Relative permeability is not an intrinsic property of rocks, since the physical nature of the respective fluids present and the temperature and pressure in the reservoir all have an effect on the property. In the case of the brine-CO2 systems in deep saline formations, measurement is made more difficult by the high contrast in viscosity between the two fluids. Laboratory experiments also face the challenges of obtaining sufficient representative rock samples from any given reservoir and effectively replicating field conditions. For these and other technical reasons, there is still some uncertainty over how to best measure relative permeability and derive realistic values to inform predictive models of CO2 storage. It should be noted that relative permeability is a dimensionless property, and is usually shown in graphical form whereby the relative permeability for each fluid phase is plotted against the saturation of one phase (the plots being commonly referred to as ”curves”).
New report findings
The new Institute report, prepared by Stanford University, provides fresh insights on relative permeability measurements, and addresses knowledge gaps identified by the earlier 2013 Institute report:
- Influence of interfacial tension on drainage relative permeability: Interfacial tension is the force that holds intact the physical boundary between two different fluid phases; drainage in this context refers to the displacement of brine by injected CO2. Results from two sets of laboratory experiments indicated that for a range of conditions typical of CO2 storage reservoirs, variations of interfacial tension between the two fluids are unlikely to have a major impact on relative permeability.

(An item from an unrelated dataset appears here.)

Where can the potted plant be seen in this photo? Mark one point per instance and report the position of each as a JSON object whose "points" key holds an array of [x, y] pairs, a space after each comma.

- Comparison of methods for making relative permeability measurements: Numerical simulations were carried out for steady-state and unsteady state measurements over a wide range of conditions. Results indicated that the wide range of relative permeability values reported in the scientific literature are unlikely to be due to different measurement techniques.
- Investigation of the low end-point relative permeability and high irreducible water saturations: Relative permeability measurements were made using a new method to shed light on the anomalous values commonly reported towards the end-points of experiments; results indicated that low end-point relative permeability values and high irreducible brine saturations may be an experimental artefact of commonly employed methods.

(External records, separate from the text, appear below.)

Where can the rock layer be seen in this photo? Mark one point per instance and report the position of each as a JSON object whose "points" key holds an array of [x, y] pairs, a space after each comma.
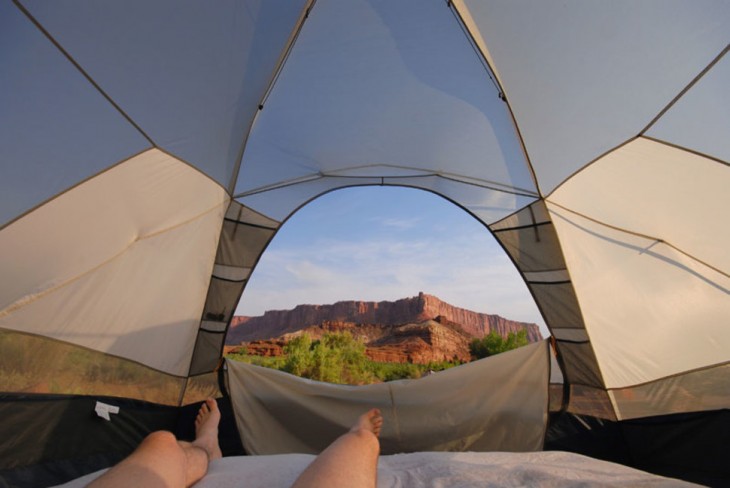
{"points": [[412, 310]]}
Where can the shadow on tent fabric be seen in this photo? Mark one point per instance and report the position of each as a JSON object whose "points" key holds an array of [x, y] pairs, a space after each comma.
{"points": [[687, 446]]}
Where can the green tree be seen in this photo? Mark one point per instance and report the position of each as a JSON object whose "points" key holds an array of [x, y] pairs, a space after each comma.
{"points": [[299, 356], [493, 343]]}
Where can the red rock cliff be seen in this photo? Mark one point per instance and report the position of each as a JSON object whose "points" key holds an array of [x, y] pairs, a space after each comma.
{"points": [[407, 310]]}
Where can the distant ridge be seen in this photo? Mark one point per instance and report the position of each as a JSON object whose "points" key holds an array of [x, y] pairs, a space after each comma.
{"points": [[276, 323]]}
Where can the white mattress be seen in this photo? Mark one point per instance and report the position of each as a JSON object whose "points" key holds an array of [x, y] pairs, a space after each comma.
{"points": [[437, 470]]}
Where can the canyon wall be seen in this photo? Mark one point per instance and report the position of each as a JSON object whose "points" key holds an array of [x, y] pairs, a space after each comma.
{"points": [[416, 309]]}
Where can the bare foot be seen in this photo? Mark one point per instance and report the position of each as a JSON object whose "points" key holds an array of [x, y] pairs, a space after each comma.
{"points": [[371, 420], [206, 429]]}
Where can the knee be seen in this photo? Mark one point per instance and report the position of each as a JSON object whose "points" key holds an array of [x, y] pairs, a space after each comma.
{"points": [[367, 439], [161, 441]]}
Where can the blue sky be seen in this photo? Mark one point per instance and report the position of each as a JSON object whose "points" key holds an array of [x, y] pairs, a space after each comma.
{"points": [[386, 243]]}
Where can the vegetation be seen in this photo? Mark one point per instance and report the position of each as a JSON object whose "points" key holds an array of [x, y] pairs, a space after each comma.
{"points": [[493, 343], [338, 358]]}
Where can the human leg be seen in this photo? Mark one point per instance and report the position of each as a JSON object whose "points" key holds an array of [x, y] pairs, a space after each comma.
{"points": [[351, 460], [163, 461]]}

- Development of a larger data set for imbibition relative permeability curves: Imbibition in this context refers to the brine migrating back into pore spaces as CO2 flows away. A new set of imbibition relative permeability curves were measured over three successive drainage and imbibition cycles, adding to the body of available data.
- Identification of best practices for making relative permeability measurements: Research indicated that for homogeneous rocks, both steady-state and unsteady-state methods provide reliable relative permeability measurements for low CO2 saturations. Reliable measurement of irreducible brine saturations and end-point relative permeability values requires alternative techniques such as the stationary fluid method or centrifuges. Obtaining reliable relative permeability curves for rocks with significant heterogeneity should be the subject of further research.
The new report makes a series of recommendations for further work, including tests on a wider variety of rock types, establishment of an open access database and development of best practices.